ドアが開くとばか長い刀を下げた、銀髪の男が乗りこんできた。
危険な色の瞳だった。
男の顔を眺めるシュミはないがガンを飛ばされてうつむくようなオレ様じゃあない。

「失礼、」
端正すぎる顔立ちの男は、シドの目の前にあるパネルに手を伸ばしてボタンを押した。

シドは腕を組んで壁にもたれてそれを見ていた。

銀髪の男はエレベーターの真中で仁王立ちのままだ。

かっこつけてるつもりだろうが、バカだな、あらぁ。

「バカとはなんだ…」

「あん、」

火をつけずにくわえていたタバコがおっこちた。

ひとりごと、か。

66階が表示されてエレベーターが停止した。
ドアが開くと、今度は黒髪がぼさぼさの男がお気楽な顔で立っていた。
この男もまた、危険な色の瞳をしていた。

「よっ、…!?」
黒髪の男は銀髪に親しげに話しかけようとして、乗り合わせがいることに驚いた様子だった。

シドはここでエレベーターを降りた。

これから退屈な会議だ。
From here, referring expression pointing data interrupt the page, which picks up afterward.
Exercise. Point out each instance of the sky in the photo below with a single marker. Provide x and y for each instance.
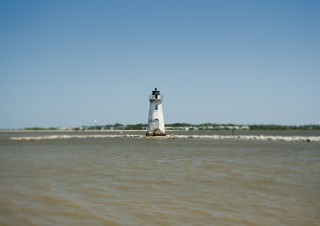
(69, 63)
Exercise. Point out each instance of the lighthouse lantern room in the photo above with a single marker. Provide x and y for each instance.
(155, 121)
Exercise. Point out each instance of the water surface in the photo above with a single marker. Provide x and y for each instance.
(129, 181)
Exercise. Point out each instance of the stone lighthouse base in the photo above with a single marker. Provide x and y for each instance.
(155, 133)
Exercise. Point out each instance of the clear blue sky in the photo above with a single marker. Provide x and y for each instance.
(68, 63)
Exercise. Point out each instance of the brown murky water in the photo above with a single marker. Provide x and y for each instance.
(129, 181)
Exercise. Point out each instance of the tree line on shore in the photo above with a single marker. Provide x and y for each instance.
(188, 126)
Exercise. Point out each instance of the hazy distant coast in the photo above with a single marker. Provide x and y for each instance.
(213, 137)
(180, 127)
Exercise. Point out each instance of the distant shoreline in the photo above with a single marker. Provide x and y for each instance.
(172, 136)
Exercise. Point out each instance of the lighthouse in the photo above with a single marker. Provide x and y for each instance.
(155, 121)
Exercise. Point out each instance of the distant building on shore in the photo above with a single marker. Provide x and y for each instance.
(155, 120)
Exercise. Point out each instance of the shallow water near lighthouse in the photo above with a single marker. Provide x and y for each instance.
(128, 181)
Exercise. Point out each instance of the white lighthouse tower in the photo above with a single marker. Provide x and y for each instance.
(155, 121)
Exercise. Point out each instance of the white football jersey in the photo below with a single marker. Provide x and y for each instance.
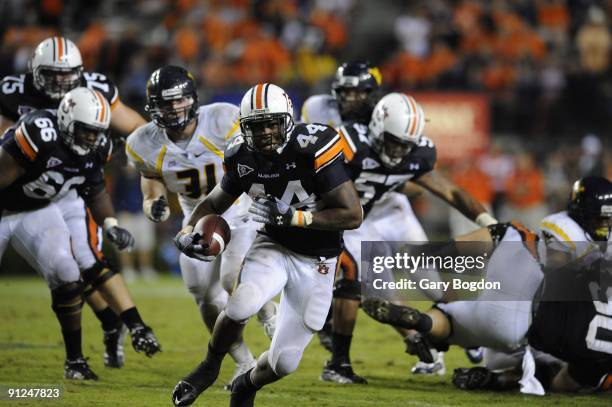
(562, 233)
(321, 109)
(194, 171)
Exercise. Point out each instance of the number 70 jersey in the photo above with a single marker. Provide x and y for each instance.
(193, 171)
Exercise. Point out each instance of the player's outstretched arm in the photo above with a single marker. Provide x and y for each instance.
(10, 170)
(104, 214)
(217, 202)
(155, 201)
(457, 197)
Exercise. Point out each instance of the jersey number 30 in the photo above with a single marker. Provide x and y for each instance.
(193, 188)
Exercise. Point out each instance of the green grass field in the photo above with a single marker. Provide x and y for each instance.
(31, 354)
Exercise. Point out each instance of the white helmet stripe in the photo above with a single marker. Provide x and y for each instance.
(266, 86)
(414, 116)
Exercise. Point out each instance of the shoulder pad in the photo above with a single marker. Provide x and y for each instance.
(11, 88)
(426, 153)
(224, 124)
(37, 133)
(138, 148)
(355, 135)
(235, 145)
(317, 142)
(563, 229)
(101, 83)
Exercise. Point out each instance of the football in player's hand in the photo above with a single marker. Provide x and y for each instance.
(215, 232)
顔ぶれを聞いたときから爆睡を確信していた。
ちょっと寝不足だし、こんないい天気に会議とは。
今朝目が覚めたら、知らない部屋だった。
で、隣におねえちゃんがしどけない姿ですやすや眠ってた。
ああ、昨日はかなり盛り上がった宴会だった…
いつ引っ掛けたのか、覚えていない。
まあいい、もう会うこともないだろうから。
寝るなぁ、確実に……

 

 


「なあおい、さっきのやつ、」
「バカだと、言ってた」
「うそぉ、あんたと2人きりの、ここで!?」
「綺麗な色の瞳だったが」
「よっぽどの馬鹿か、…本物だな」

67階が表示されてドアが開いた。2人の大男もまたエレベーターを降りた。